The skin appears scaly and exhibits eczematous areas that
are erythematous, with infiltration by lichenified plaques.
Finally, ulcers and neoplasms of the internal organs and
lymph nodes develop. Cells in skin lesions reveal markers
that identify them as T lymphocytes. This disease usually
appears after 50 years of age and is more frequent in males
than females and in blacks than Caucasians. The number of
null cells in the blood circulation increases, with a simultaneous
decrease in the numbers of B and T lymphocytes. T cell
immunity is diminished both in vitro and in vivo, as revealed
by diminished lymphocyte unresponsiveness to mitogens
and by a poor response and skin test. Immunoglobulin A and
E levels may be elevated in the serum. A type of cutaneous T
cell non-Hodgkin lymphoma.
myelin-associated glycoprotein (MAG) autoantibodies
Autoantibodies against the glycoprotein constituent of myelin
that are found in the periaxonal region, Schmidt– Lanterman
incisures, lateral loops, and outer mesaxon of the myelin
sheath; belong to the immunoglobulin superfamily; and act as
adhesion molecules that facilitate myelination.

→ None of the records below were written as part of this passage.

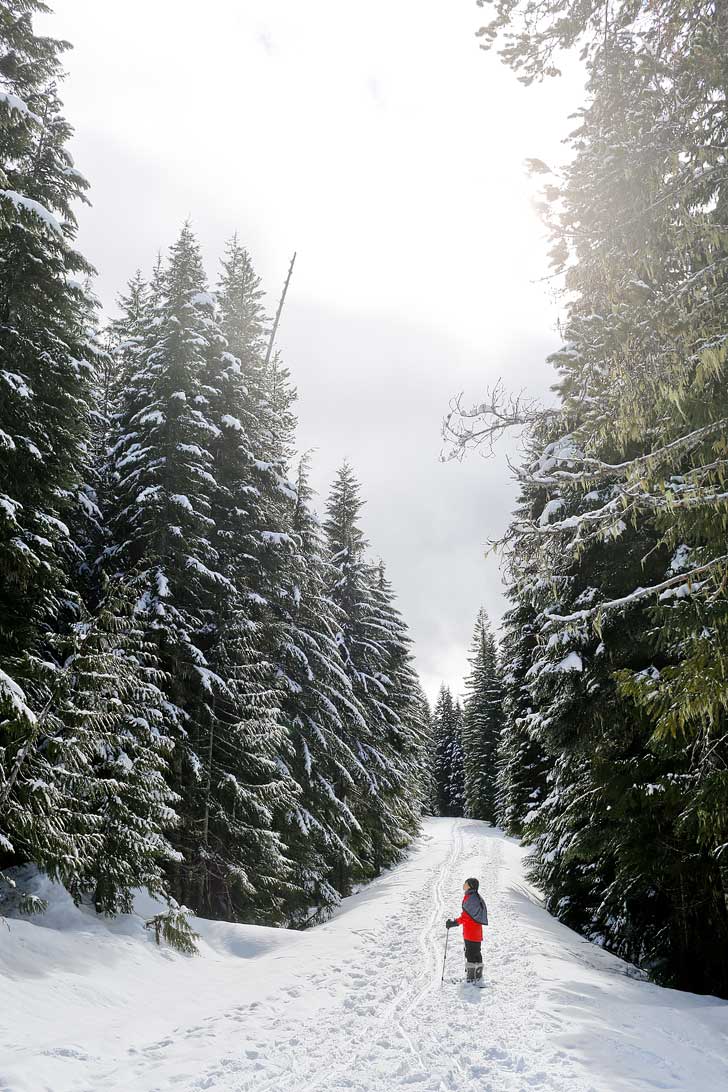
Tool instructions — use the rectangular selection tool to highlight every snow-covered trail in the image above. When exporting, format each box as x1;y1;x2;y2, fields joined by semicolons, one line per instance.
0;819;728;1092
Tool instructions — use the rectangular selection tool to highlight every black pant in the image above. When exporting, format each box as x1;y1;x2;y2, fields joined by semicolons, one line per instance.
465;940;482;963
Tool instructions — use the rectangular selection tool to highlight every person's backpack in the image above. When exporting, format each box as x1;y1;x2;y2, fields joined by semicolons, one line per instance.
463;891;488;925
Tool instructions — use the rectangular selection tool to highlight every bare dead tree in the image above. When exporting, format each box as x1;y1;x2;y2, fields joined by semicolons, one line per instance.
265;251;296;368
441;379;558;462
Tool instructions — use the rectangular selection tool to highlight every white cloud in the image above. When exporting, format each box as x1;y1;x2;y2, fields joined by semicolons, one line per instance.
41;0;578;691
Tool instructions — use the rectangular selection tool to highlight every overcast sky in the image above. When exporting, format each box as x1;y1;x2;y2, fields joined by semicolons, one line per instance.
39;0;580;697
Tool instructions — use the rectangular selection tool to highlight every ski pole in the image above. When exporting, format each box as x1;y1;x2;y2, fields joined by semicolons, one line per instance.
440;927;450;985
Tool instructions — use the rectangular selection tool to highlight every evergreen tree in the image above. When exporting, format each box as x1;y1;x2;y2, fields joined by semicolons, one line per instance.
433;684;465;816
324;463;423;882
0;587;180;913
438;0;728;994
269;459;368;924
104;225;293;919
496;585;548;836
0;0;98;886
463;609;503;822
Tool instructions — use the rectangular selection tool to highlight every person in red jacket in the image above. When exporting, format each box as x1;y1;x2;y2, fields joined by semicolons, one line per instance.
445;876;488;982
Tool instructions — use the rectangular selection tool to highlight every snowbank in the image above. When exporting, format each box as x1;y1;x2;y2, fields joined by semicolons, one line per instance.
0;819;728;1092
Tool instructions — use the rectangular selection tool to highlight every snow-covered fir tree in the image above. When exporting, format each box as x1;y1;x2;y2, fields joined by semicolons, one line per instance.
432;684;465;816
463;609;503;822
0;0;99;886
450;0;728;994
324;463;425;889
107;225;295;919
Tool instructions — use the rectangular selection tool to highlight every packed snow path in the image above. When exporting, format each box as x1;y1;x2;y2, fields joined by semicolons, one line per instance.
0;819;728;1092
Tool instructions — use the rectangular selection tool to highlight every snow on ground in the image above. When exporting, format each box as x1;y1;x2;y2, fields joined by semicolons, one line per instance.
0;819;728;1092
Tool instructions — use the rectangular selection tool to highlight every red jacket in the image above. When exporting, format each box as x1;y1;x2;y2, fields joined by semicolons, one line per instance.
455;891;482;940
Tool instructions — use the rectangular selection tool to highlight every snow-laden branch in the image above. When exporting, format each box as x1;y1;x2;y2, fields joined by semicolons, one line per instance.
544;554;728;622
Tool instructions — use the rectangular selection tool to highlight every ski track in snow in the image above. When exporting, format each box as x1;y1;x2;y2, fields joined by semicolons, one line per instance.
0;819;728;1092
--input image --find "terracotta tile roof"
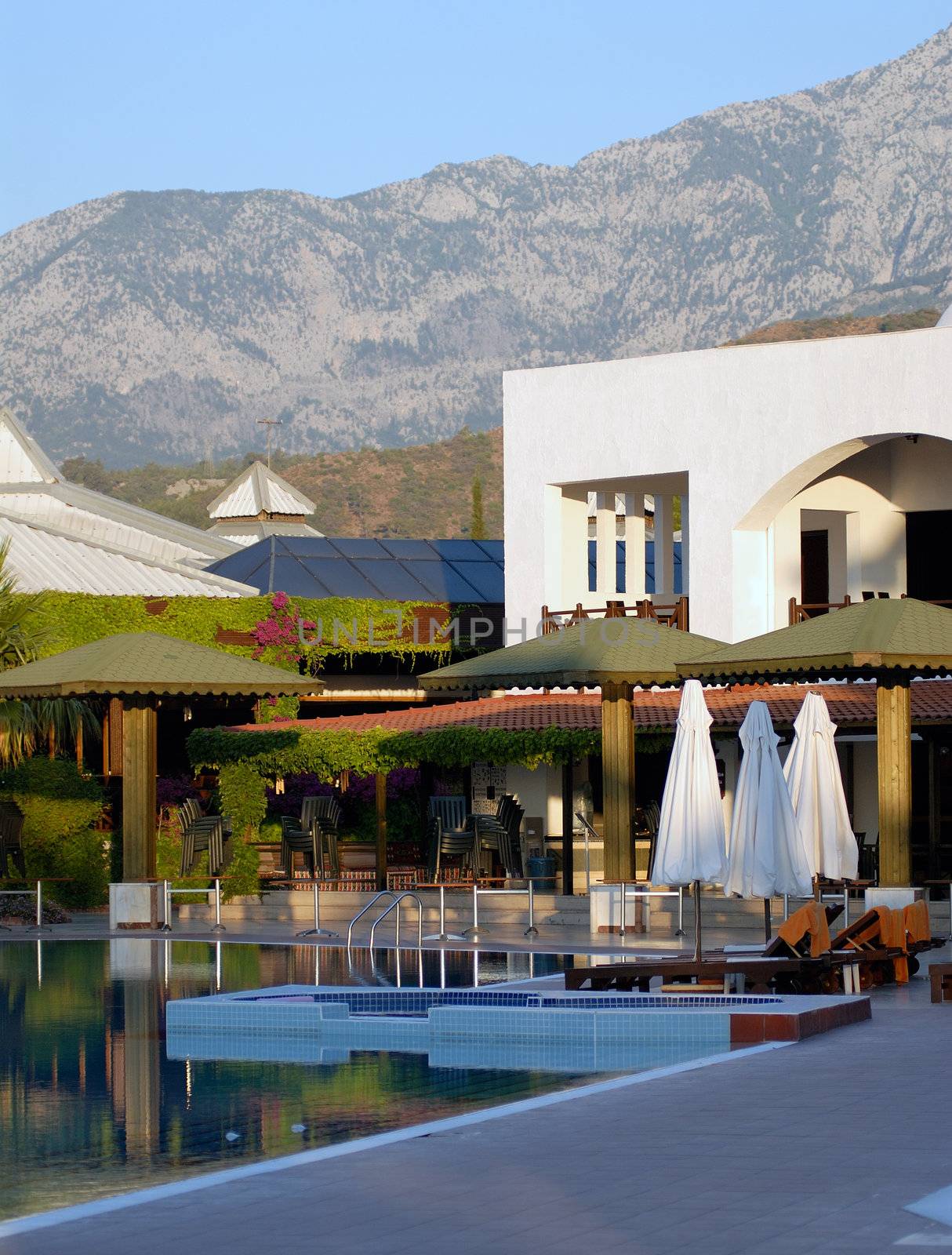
[234,680,952,732]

MAG autoantibodies
recognize the N-linked L1 and J1 carbohydrate moiety,
which is also found on PO and P2 glycoproteins, sulfate-3glucuronyl
paragloboside (SGPG), and sulfate-3-glucuronyl
lactosaminyl paragloboside (SGLPG) glycolipids of peripheral
nerves, neural cell adhesion molecules, and Li and J1 of lymphocytes
and human natural killer cells. MAG autoantibodies
are present in half of polyneuropathy patients with monoclonal
gammopathy, which may be associated with other lymphoid
proliferative diseases. T lymphocyte responses to MAG have
been found in multiple sclerosis.
myelin autoantibodies
The detection of autoantibodies to myelin used previously to
screen for autoantibodies in idiopathic and paraproteinemic
neuropathy patients leads to inconsistent results due to imprecise
myelin preparations leading to poor clinical specificity.
Autoantibodies against myelin in Guillain–Barré syndrome
(GBS) and sensory polyneuropathy with monoclonal gammopathy
of unknown significance involve autoantibodies
against glycolipids, including sulfatide, Forssman antigen,
galactosyl–cerebroside (Gal–Cer) and gangliosides.